Wednesday, August 19, 2009

Is absolute reason just a superstition?

The influence of our wishes upon our beliefs is a matter of common knowledge and observation, yet the nature of this influence is very generally misconceived. It is customary to suppose that the bulk of our beliefs are derived from some rational ground, and that desire is only an occasional disturbing force. The exact opposite of this would be nearer the truth: the great mass of beliefs by which we are supported in our daily life is merely the bodying forth of desire, corrected here and there, at isolated points, by the rude shock of fact.

Man is essentially a dreamer, wakened sometimes for a moment by some peculiarly obtrusive element in the outer world, but lapsing again quickly into the happy somnolence of imagination. Freud claimed that our dreams at night are the pictured fulfillment of our wishes. But might he not equally included the day-dreams which we call beliefs?

We have a hierarchy of comforting beliefs: those private to the individual, those which we share with our family, those common to our class or nation, and finally those that are equally delightful to all mankind.

Neo-classical economists pioneered their creed on the "rational" acting man. And many disputes over the fallibility of the economic method of reasoning typically decay into facile disputes between economists and social-psychology types over whether we think or act rationally.

Why don't we put on our Hume hats and look past that debate to the true emptiness of "reason" and "rationality"?"

Kant had to invent the distinction between 'pure' and 'practical' reason to circumvent the causation debate, but really when are we going to wake up?
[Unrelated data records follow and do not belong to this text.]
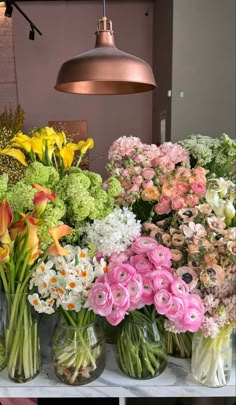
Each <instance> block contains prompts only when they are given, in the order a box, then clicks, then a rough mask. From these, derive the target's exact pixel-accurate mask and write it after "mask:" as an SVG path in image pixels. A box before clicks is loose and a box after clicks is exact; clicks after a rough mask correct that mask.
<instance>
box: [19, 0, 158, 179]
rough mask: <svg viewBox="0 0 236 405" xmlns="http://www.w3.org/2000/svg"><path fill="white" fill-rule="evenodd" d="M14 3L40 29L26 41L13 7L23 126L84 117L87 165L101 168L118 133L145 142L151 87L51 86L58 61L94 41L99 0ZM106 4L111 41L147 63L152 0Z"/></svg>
mask: <svg viewBox="0 0 236 405" xmlns="http://www.w3.org/2000/svg"><path fill="white" fill-rule="evenodd" d="M100 3H101V4H100ZM19 4H20V6H21V7H22V9H24V11H25V12H26V14H27V15H28V16H29V17H30V18H31V19H32V20H33V22H34V23H35V24H36V25H37V26H38V27H39V29H40V30H41V31H42V33H43V36H42V37H39V36H38V35H37V34H36V35H35V41H30V40H29V39H28V35H29V24H28V23H27V22H26V21H25V20H24V19H23V17H22V16H21V15H20V14H19V13H18V12H17V10H14V18H13V21H14V25H13V31H14V45H15V58H16V71H17V84H18V93H19V103H20V104H21V106H22V107H23V108H24V110H25V112H26V128H25V129H26V130H28V129H29V128H32V127H34V126H44V125H46V124H47V122H48V121H49V120H88V128H89V136H92V137H93V138H94V140H95V150H94V152H93V153H92V154H91V158H92V163H91V169H93V170H96V171H99V172H101V173H104V164H105V162H106V160H107V150H108V147H109V145H110V144H111V143H112V142H113V141H114V140H115V139H116V138H118V137H119V136H121V135H129V134H131V135H133V136H138V137H140V138H141V139H142V140H143V141H144V142H147V143H148V142H151V139H152V92H148V93H143V94H134V95H122V96H86V95H71V94H65V93H60V92H57V91H55V90H54V88H53V87H54V84H55V80H56V76H57V72H58V70H59V67H60V65H61V64H62V62H64V61H65V60H66V59H69V58H71V57H73V56H75V55H76V54H80V53H82V52H84V51H86V50H88V49H91V48H92V47H93V46H94V43H95V35H94V33H95V30H96V24H97V20H98V18H100V17H101V16H102V1H101V2H98V1H96V2H95V1H86V2H84V1H79V2H75V1H73V2H70V1H68V2H66V1H58V2H50V1H47V2H35V3H33V2H30V1H29V2H22V3H21V2H19ZM106 9H107V13H106V14H107V17H108V18H110V19H111V20H112V21H113V29H114V31H115V39H116V45H117V47H118V48H120V49H121V50H123V51H126V52H129V53H132V54H134V55H136V56H138V57H140V58H142V59H144V60H146V61H147V62H148V63H150V64H151V63H152V30H153V27H152V25H153V1H152V0H137V1H126V2H123V1H120V2H119V1H107V7H106ZM147 11H148V12H149V13H148V14H149V15H148V16H145V13H146V12H147Z"/></svg>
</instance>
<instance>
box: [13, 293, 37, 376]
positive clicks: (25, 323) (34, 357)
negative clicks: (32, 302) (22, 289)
mask: <svg viewBox="0 0 236 405" xmlns="http://www.w3.org/2000/svg"><path fill="white" fill-rule="evenodd" d="M6 299H7V321H6V351H7V369H8V377H9V378H10V379H11V380H13V381H15V382H18V383H25V382H27V381H30V380H32V379H33V378H35V377H36V376H37V375H38V374H39V372H40V369H41V357H40V344H39V333H38V320H37V316H36V313H35V312H34V310H33V308H32V306H31V305H30V303H29V301H28V293H24V294H6Z"/></svg>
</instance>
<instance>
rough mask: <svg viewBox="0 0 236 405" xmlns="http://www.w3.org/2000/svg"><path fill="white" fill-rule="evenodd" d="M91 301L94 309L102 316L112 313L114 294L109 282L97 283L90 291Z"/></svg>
mask: <svg viewBox="0 0 236 405" xmlns="http://www.w3.org/2000/svg"><path fill="white" fill-rule="evenodd" d="M88 299H89V302H90V305H91V308H92V309H93V311H94V312H95V313H96V314H98V315H101V316H107V315H109V314H110V313H111V310H112V304H113V296H112V291H111V288H110V286H109V284H108V283H106V282H105V283H97V282H96V283H95V284H94V286H93V288H92V289H91V290H90V292H89V297H88Z"/></svg>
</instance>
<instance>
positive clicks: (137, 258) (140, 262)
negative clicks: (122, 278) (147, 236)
mask: <svg viewBox="0 0 236 405" xmlns="http://www.w3.org/2000/svg"><path fill="white" fill-rule="evenodd" d="M129 262H130V264H131V265H132V266H133V267H135V268H136V270H137V272H138V273H148V272H150V271H152V270H153V265H152V263H150V260H149V259H148V258H147V257H146V255H144V254H142V255H134V256H132V257H131V258H130V261H129Z"/></svg>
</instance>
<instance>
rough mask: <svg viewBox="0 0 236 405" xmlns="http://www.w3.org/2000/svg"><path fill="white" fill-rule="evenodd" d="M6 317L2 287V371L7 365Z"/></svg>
mask: <svg viewBox="0 0 236 405" xmlns="http://www.w3.org/2000/svg"><path fill="white" fill-rule="evenodd" d="M5 318H6V299H5V294H4V293H3V291H1V288H0V371H2V370H3V369H4V368H5V367H6V365H7V356H6V343H5Z"/></svg>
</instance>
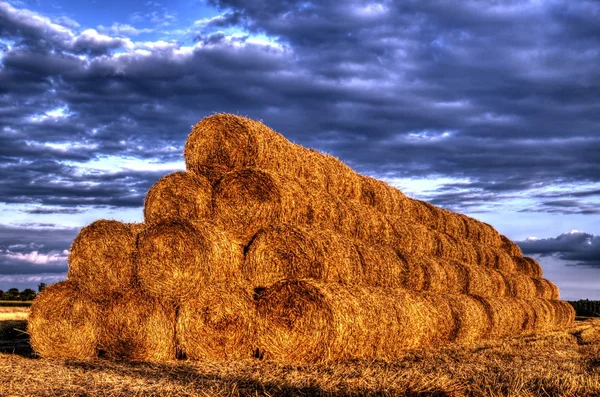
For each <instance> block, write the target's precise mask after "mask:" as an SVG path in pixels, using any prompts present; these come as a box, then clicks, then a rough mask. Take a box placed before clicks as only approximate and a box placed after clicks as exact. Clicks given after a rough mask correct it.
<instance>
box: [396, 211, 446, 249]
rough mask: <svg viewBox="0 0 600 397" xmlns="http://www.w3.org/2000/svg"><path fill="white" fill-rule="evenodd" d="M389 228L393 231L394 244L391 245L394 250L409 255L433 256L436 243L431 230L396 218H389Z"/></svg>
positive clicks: (434, 236)
mask: <svg viewBox="0 0 600 397" xmlns="http://www.w3.org/2000/svg"><path fill="white" fill-rule="evenodd" d="M391 226H392V228H393V231H394V243H393V244H391V245H392V246H393V247H394V248H398V249H401V250H403V251H405V252H407V253H409V254H422V255H435V252H436V250H437V242H436V240H435V235H434V233H435V232H433V231H432V230H430V229H428V228H427V227H425V226H423V225H419V224H416V223H410V221H407V220H402V219H398V218H391Z"/></svg>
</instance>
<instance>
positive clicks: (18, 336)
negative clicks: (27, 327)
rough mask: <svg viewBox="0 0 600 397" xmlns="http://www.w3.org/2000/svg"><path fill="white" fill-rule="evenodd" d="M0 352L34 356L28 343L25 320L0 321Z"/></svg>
mask: <svg viewBox="0 0 600 397" xmlns="http://www.w3.org/2000/svg"><path fill="white" fill-rule="evenodd" d="M0 353H5V354H16V355H18V356H21V357H25V358H34V357H35V354H34V353H33V350H32V349H31V345H30V344H29V335H28V334H27V320H5V321H0Z"/></svg>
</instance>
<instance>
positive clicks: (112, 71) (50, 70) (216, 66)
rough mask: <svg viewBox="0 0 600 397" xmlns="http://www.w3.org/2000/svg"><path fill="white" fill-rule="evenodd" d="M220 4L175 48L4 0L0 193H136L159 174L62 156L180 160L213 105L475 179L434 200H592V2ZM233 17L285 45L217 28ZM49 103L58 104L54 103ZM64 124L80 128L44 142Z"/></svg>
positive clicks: (47, 202)
mask: <svg viewBox="0 0 600 397" xmlns="http://www.w3.org/2000/svg"><path fill="white" fill-rule="evenodd" d="M213 4H215V5H216V6H218V7H220V8H221V9H222V11H223V13H222V15H221V16H219V17H216V18H213V19H211V20H209V21H208V22H205V23H203V24H201V26H200V27H198V26H196V28H195V29H196V30H195V31H192V30H190V31H189V32H188V33H189V35H188V37H189V38H194V37H195V40H196V41H197V45H196V46H195V47H194V48H193V49H191V48H188V49H183V48H182V47H181V46H180V45H179V44H177V43H132V42H131V41H129V40H128V39H122V38H119V37H109V36H106V35H101V34H99V33H97V32H95V31H92V30H83V31H81V32H79V31H75V30H73V29H75V26H76V25H74V24H72V23H70V24H69V27H67V26H66V25H65V26H60V24H59V23H58V22H56V21H55V22H52V21H50V20H49V19H47V18H46V19H44V18H40V17H39V16H35V15H34V14H32V13H29V12H26V11H23V10H15V9H14V8H12V7H10V6H8V5H6V4H5V3H0V26H1V28H0V29H2V36H3V37H7V38H10V39H11V40H12V43H10V42H6V43H5V44H4V46H5V47H6V50H4V53H3V55H0V56H1V57H2V58H1V62H2V67H1V69H0V94H2V95H1V96H0V115H1V117H0V131H2V135H0V141H1V142H0V166H1V167H2V168H0V169H1V170H2V171H1V172H2V173H3V174H6V175H7V176H8V177H7V178H3V181H2V182H0V183H1V185H0V186H1V187H2V192H3V193H2V198H0V200H3V201H5V202H11V203H16V202H27V203H30V202H37V203H43V204H48V205H69V206H72V205H83V204H90V205H124V206H133V205H140V203H141V200H142V196H141V194H143V192H144V189H147V187H149V185H150V184H151V182H150V179H151V178H155V177H157V176H158V175H150V174H148V173H137V175H132V174H136V173H132V174H128V175H121V176H117V177H114V176H113V175H111V176H110V178H112V179H111V180H112V182H111V181H105V182H104V183H106V186H103V187H98V186H86V185H85V182H86V181H90V182H97V178H96V177H90V176H85V177H77V176H73V173H74V170H73V168H70V167H68V166H65V164H64V162H65V161H66V160H69V161H71V162H80V163H81V162H85V161H87V160H93V159H97V158H99V157H100V156H102V155H113V156H129V157H134V158H143V159H147V160H150V159H160V160H161V161H176V160H180V159H181V149H182V147H183V143H184V141H185V138H186V136H187V134H188V132H189V130H190V126H191V125H192V124H193V123H195V122H196V121H198V120H199V119H200V118H202V117H204V116H206V115H208V114H210V113H212V112H216V111H228V112H233V113H241V114H243V115H248V116H250V117H252V118H256V119H263V120H264V121H265V122H266V123H267V124H268V125H269V126H271V127H273V128H275V129H276V130H278V131H281V132H283V133H284V134H285V135H286V136H287V137H288V138H290V139H291V140H293V141H295V142H298V143H301V144H304V145H306V146H310V147H316V148H317V149H321V150H325V151H328V152H330V153H333V154H335V155H336V156H338V157H340V158H342V159H344V160H345V161H346V162H348V163H349V164H350V165H352V166H353V167H355V168H356V169H357V170H359V171H361V172H367V173H370V174H374V175H378V176H389V177H400V178H410V177H425V176H429V175H438V176H447V177H453V178H461V179H467V180H468V181H469V185H468V189H470V191H469V193H468V196H467V197H466V198H467V199H468V200H466V199H465V194H464V192H463V191H461V190H460V189H463V188H464V186H453V185H452V184H448V185H446V186H443V187H442V189H440V191H439V192H437V193H439V194H436V195H435V197H434V198H432V200H434V202H435V203H436V204H439V205H444V206H449V207H452V206H459V205H462V206H465V205H466V206H476V205H478V204H481V203H484V202H486V201H489V200H490V199H494V198H495V199H498V198H502V197H507V198H509V197H512V195H514V194H516V193H518V192H523V191H528V190H530V189H534V188H536V187H539V186H540V185H544V186H552V185H561V186H564V185H569V184H578V186H583V185H586V186H588V187H586V188H579V190H581V194H580V195H577V193H578V189H575V188H574V189H573V193H574V194H573V195H572V196H571V197H554V198H551V197H546V198H542V197H537V196H536V199H539V204H538V206H537V207H536V208H535V210H536V211H537V210H540V211H548V212H562V213H589V211H590V210H593V206H592V204H591V203H592V202H593V200H597V199H598V197H600V194H599V192H598V190H597V189H593V188H589V185H592V184H598V183H599V182H600V165H599V163H598V161H597V153H599V152H600V133H599V132H600V131H599V129H600V100H599V99H600V85H599V83H598V82H599V81H600V72H599V71H598V68H597V65H598V64H599V63H600V53H599V52H598V51H597V50H596V49H597V48H598V46H599V45H600V35H599V34H597V33H598V23H597V20H598V15H599V13H600V3H598V2H593V1H583V0H580V1H574V2H565V1H555V2H541V4H533V3H527V2H508V1H502V2H493V3H492V2H475V1H473V2H470V1H466V2H454V1H441V2H436V3H435V5H434V4H433V3H428V2H383V3H381V4H374V3H367V2H362V1H342V2H339V1H336V2H333V1H331V2H326V1H323V2H318V4H317V2H315V3H313V2H306V1H302V2H300V1H298V2H296V1H286V2H280V1H269V0H262V1H257V2H245V1H244V2H242V1H236V0H215V1H214V2H213ZM236 26H237V27H240V28H243V29H246V31H247V32H250V33H264V34H266V35H267V36H270V37H273V38H275V39H274V40H276V42H277V45H267V44H260V43H257V42H256V41H252V38H251V36H249V35H248V34H245V35H240V36H237V37H232V36H231V35H228V34H227V33H225V32H223V31H221V30H223V29H226V28H231V27H236ZM82 29H83V28H82ZM83 55H85V56H83ZM56 109H63V113H64V114H63V116H61V117H48V116H45V115H47V114H48V112H52V111H53V110H56ZM64 142H74V143H78V144H79V145H78V146H73V147H69V148H67V149H66V150H56V149H55V148H53V147H49V146H47V145H45V143H64ZM167 147H169V148H175V150H166V149H165V148H167ZM44 167H48V170H49V171H48V178H46V180H44V178H43V168H44ZM94 178H96V179H94ZM32 180H36V183H28V181H32ZM64 181H66V183H64ZM63 183H64V184H65V186H63V187H61V186H59V185H61V184H63ZM128 187H132V189H133V190H134V192H130V191H128ZM584 191H585V192H586V193H585V194H584V193H583V192H584ZM4 192H9V193H4ZM53 192H54V193H53ZM536 194H538V193H536ZM539 194H542V193H539ZM544 194H546V193H544ZM432 197H433V196H432ZM136 203H137V204H136ZM567 204H568V205H567Z"/></svg>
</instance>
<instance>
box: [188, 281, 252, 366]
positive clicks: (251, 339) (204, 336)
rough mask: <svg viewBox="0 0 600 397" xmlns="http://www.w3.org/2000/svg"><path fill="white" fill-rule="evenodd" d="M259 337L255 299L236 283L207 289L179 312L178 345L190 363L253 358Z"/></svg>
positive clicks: (226, 284)
mask: <svg viewBox="0 0 600 397" xmlns="http://www.w3.org/2000/svg"><path fill="white" fill-rule="evenodd" d="M255 333H256V330H255V307H254V302H253V300H252V296H251V294H249V293H248V291H246V290H245V289H243V288H242V287H240V286H238V285H236V284H235V283H231V282H228V283H218V284H209V285H206V286H205V288H204V289H203V290H202V292H201V293H200V294H199V295H198V296H196V297H194V298H193V299H191V300H189V301H187V302H184V303H183V304H182V305H181V306H180V308H179V312H178V317H177V344H178V346H179V348H180V349H181V352H182V354H183V355H184V356H185V357H186V358H188V359H193V360H202V361H213V362H214V361H225V360H239V359H245V358H251V357H252V356H253V354H254V348H255Z"/></svg>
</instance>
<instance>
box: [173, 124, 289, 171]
mask: <svg viewBox="0 0 600 397" xmlns="http://www.w3.org/2000/svg"><path fill="white" fill-rule="evenodd" d="M293 146H294V145H292V144H291V143H290V142H289V141H288V140H287V139H285V138H284V137H283V136H282V135H281V134H278V133H276V132H275V131H273V130H271V129H270V128H268V127H267V126H265V125H264V124H262V123H260V122H258V121H254V120H251V119H249V118H246V117H241V116H235V115H232V114H214V115H211V116H209V117H206V118H204V119H202V120H201V121H200V122H198V123H197V124H196V125H195V126H194V127H193V129H192V131H191V133H190V135H189V136H188V139H187V141H186V144H185V149H184V157H185V164H186V168H187V170H188V171H191V172H194V173H198V174H203V175H206V176H207V177H208V179H209V180H210V181H211V182H212V183H215V182H216V181H218V180H219V179H221V177H222V176H223V175H224V174H225V173H227V172H229V171H233V170H236V169H240V168H246V167H258V168H265V169H286V168H288V167H290V160H293V159H294V157H295V150H294V148H293ZM292 164H293V163H292Z"/></svg>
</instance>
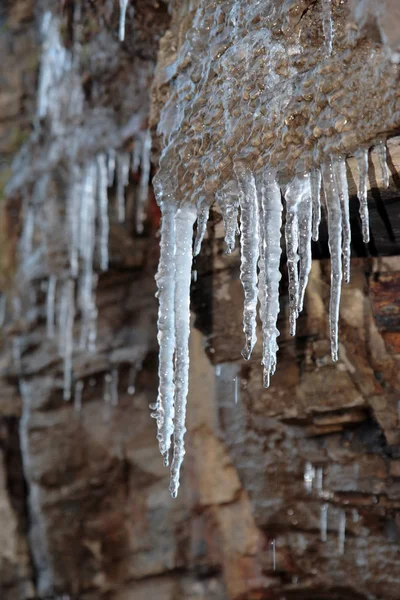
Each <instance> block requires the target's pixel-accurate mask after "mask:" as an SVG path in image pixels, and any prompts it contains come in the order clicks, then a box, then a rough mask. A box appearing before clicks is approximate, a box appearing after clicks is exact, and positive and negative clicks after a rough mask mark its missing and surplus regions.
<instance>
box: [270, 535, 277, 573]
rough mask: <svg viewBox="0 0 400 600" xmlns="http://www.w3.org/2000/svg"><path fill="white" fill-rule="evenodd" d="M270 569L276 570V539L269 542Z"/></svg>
mask: <svg viewBox="0 0 400 600" xmlns="http://www.w3.org/2000/svg"><path fill="white" fill-rule="evenodd" d="M271 554H272V570H273V571H276V540H272V542H271Z"/></svg>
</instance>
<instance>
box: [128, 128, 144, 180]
mask: <svg viewBox="0 0 400 600" xmlns="http://www.w3.org/2000/svg"><path fill="white" fill-rule="evenodd" d="M142 144H143V140H142V136H137V137H136V138H135V141H134V143H133V150H132V167H131V168H132V173H137V172H138V171H139V167H140V158H141V155H142Z"/></svg>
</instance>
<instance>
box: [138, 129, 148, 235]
mask: <svg viewBox="0 0 400 600" xmlns="http://www.w3.org/2000/svg"><path fill="white" fill-rule="evenodd" d="M150 153H151V133H150V130H147V131H146V132H145V133H144V137H143V143H142V156H141V161H140V162H141V173H140V186H139V196H138V202H137V206H136V231H137V233H143V222H144V218H145V207H146V203H147V198H148V195H149V180H150V168H151V160H150V159H151V156H150Z"/></svg>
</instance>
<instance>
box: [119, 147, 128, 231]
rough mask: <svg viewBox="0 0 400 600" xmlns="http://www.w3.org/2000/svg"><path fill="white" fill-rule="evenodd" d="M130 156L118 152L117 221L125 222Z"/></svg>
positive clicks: (123, 152)
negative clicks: (127, 187) (125, 214)
mask: <svg viewBox="0 0 400 600" xmlns="http://www.w3.org/2000/svg"><path fill="white" fill-rule="evenodd" d="M129 163H130V156H129V154H127V153H126V152H120V153H119V154H118V156H117V213H118V221H119V222H120V223H123V222H124V221H125V188H126V186H127V185H128V183H129Z"/></svg>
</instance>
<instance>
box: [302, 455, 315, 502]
mask: <svg viewBox="0 0 400 600" xmlns="http://www.w3.org/2000/svg"><path fill="white" fill-rule="evenodd" d="M314 478H315V469H314V467H313V466H312V463H310V462H307V463H306V466H305V468H304V487H305V488H306V490H307V492H308V493H309V494H310V493H311V490H312V485H313V481H314Z"/></svg>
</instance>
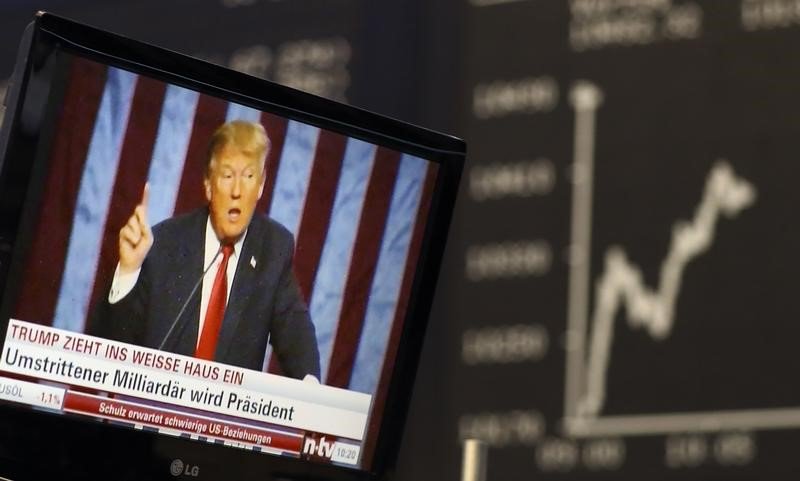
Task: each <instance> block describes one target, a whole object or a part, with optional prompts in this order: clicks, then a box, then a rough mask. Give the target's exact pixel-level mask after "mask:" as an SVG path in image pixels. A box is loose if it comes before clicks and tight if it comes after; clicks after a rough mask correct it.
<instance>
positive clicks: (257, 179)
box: [203, 147, 264, 242]
mask: <svg viewBox="0 0 800 481" xmlns="http://www.w3.org/2000/svg"><path fill="white" fill-rule="evenodd" d="M203 183H204V185H205V190H206V199H208V204H209V210H210V212H211V226H212V227H213V228H214V232H216V234H217V237H218V238H219V239H220V241H222V242H236V240H237V239H238V238H239V236H241V235H242V233H243V232H244V231H245V229H247V226H248V225H249V224H250V219H251V218H252V217H253V211H255V208H256V204H257V203H258V199H260V198H261V193H262V192H263V191H264V172H263V165H262V159H261V158H257V157H253V156H251V155H247V154H244V153H242V152H241V151H240V150H239V149H237V148H235V147H226V148H224V149H223V150H222V151H220V152H219V153H218V154H217V155H216V156H214V159H213V160H212V161H211V165H210V168H209V172H208V177H207V178H206V179H205V180H204V181H203Z"/></svg>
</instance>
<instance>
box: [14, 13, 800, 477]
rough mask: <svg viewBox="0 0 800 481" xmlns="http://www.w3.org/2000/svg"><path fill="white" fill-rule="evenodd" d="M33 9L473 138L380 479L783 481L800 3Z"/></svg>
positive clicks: (793, 432)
Even when we do reason deductively we must accept that there is still some underlying assumption from which we choose to work. Take the idea of science for example. We all probably roughly believe that the scientific method is a path to enlightenment about nature and our existence

But the reality is that there could be no living science unless there was first a widespread conviction in the existence of an order of things, and, in particular, an order of Nature. Science could only have been created by mean who already had this belief, and therefore the original sources of the belief must have been pre-scientific.

This same pre-scientific beliefs is probably the reason for our age old deference to theology, and even back to our cave-dwelling forebears who believed that might inherit the strength of a beast by consuming it or adorning themselves in its flesh.